Inter and Intra Topic Structure Learning with Word Embeddings

Authors: He Zhao, Lan Du, Wray Buntine, Mingyuan Zhou

ICML 2018 | Conference PDF | Archive PDF | Plain Text | LLM Run Details

Reproducibility Variable Result LLM Response
Research Type Experimental Extensive experiments demonstrate that our model achieves the state-of-the-art performance in terms of perplexity, document classification, and topic quality.
Researcher Affiliation Collaboration 1Faculty of Information Technology, Monash University, Australia 2Mc Combs School of Business, University of Texas at Austin.
Pseudocode No The paper describes the inference steps in paragraph form, but does not include a formal pseudocode block or algorithm box.
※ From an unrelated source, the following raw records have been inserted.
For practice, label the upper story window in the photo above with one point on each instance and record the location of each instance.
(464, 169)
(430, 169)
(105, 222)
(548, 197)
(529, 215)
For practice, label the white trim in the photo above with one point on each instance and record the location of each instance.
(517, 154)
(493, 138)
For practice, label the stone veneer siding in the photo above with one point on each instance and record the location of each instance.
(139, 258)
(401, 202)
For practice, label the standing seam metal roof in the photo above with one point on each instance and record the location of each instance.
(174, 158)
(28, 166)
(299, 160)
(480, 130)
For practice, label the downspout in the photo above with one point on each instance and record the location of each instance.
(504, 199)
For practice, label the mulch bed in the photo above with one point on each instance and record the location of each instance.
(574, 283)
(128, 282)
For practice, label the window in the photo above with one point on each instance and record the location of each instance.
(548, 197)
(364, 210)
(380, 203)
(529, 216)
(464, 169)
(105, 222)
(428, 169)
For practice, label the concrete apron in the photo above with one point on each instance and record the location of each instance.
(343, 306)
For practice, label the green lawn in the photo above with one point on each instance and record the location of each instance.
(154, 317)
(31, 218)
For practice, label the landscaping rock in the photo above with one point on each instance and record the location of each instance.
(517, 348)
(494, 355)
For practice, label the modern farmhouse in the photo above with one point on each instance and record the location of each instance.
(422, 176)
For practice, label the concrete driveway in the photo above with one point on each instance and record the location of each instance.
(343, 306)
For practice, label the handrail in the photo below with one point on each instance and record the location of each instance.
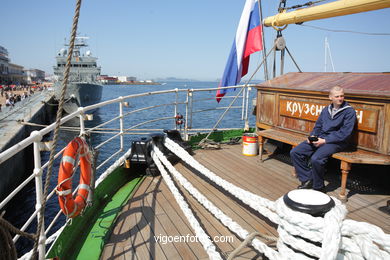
(36, 136)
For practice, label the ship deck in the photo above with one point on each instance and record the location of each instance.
(153, 213)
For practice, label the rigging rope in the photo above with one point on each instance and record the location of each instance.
(223, 218)
(338, 237)
(345, 31)
(56, 130)
(200, 233)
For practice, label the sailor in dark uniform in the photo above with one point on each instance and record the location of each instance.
(331, 134)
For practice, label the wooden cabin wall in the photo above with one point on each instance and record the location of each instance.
(297, 111)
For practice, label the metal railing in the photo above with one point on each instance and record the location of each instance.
(181, 97)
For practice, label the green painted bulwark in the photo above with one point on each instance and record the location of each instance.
(84, 238)
(218, 136)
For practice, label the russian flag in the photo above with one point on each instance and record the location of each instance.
(247, 41)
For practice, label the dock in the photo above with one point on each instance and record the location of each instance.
(35, 109)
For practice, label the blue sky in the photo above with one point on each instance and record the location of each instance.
(184, 39)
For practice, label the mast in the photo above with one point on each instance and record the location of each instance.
(337, 8)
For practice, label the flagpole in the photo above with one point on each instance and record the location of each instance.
(263, 40)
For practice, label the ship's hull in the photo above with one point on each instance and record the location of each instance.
(79, 94)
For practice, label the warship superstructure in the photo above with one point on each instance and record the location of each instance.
(83, 87)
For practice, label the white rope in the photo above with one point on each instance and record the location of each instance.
(223, 218)
(262, 205)
(340, 238)
(200, 233)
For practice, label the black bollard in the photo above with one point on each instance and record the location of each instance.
(309, 201)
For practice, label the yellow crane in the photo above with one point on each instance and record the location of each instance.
(333, 9)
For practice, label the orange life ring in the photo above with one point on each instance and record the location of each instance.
(70, 206)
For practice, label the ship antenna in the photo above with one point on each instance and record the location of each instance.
(327, 50)
(40, 229)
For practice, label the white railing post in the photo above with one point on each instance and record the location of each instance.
(82, 125)
(243, 104)
(39, 193)
(186, 118)
(246, 109)
(191, 107)
(175, 112)
(121, 123)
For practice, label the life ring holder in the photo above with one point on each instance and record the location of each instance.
(76, 149)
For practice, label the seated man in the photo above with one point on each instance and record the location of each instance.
(333, 130)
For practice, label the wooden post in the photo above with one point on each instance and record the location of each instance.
(294, 172)
(261, 143)
(345, 168)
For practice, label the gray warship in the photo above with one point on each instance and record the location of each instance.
(83, 87)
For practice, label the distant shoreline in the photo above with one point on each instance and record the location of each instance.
(132, 83)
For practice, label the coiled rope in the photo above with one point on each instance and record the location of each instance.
(200, 233)
(222, 217)
(339, 237)
(56, 132)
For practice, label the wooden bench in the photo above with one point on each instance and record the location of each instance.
(347, 158)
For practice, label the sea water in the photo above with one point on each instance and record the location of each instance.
(20, 208)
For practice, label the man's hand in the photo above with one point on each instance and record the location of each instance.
(320, 142)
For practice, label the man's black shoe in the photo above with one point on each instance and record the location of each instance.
(323, 189)
(306, 185)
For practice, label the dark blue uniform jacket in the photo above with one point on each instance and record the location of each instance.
(336, 130)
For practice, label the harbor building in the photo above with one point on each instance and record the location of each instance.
(10, 73)
(4, 65)
(35, 75)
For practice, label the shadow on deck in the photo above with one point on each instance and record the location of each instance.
(152, 226)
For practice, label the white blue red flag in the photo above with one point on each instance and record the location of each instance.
(247, 41)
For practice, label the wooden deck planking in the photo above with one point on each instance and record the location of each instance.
(160, 214)
(236, 212)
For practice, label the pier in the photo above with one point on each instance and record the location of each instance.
(38, 108)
It notes: "Omitted derivations, details, and the overall algorithm are in the supplementary materials."
Open Source Code Yes 1https://github.com/ethanhezhao/WEDTM
Open Datasets Yes We used a regular text dataset (20NG) and three sparse text datasets (WS, TMN, Twitter)... Twitter, was extracted in 2011 and 2012 microblog tracks at Text REtrieval Conference (TREC)4 and preprocessed in Yin & Wang (2014). 4http://trec.nist.gov/data/microblog.html
Dataset Splits Yes Here we randomly chose a certain proportion of the word tokens in each document as training and used the remaining ones to calculate per-heldout-word perplexity. For all the datasets, we randomly selected 80% documents for training and used the remaining 20% for testing.
Hardware Specification No No specific hardware details (e.g., GPU models, CPU types, memory) used for running experiments are mentioned in the paper.
Software Dependencies No The paper mentions using "50-dimensional GloVe word embeddings pre-trained on Wikipedia" but does not specify any software names with version numbers for replication.
Experiment Setup Yes The hyperparameter settings we used for WEDTM and GBN are a0 = b0 = 0.01, e0 = f0 = 1.0, η0 = 0.05. For Meta LDA and WEI-FTM, we collected 1000 MCMC samples after 1000 burnins; for GBN and WEDTM, we collected 1000 for T = 1 and 500 for T > 1 MCMC samples after 1000 for T = 1 and 500 for T > 1 burnins, to estimate the posterior mean. Due to the shrinkage effect of WEDTM on S, discussed in Section 4, we set S = 5 which is large enough for all the topics.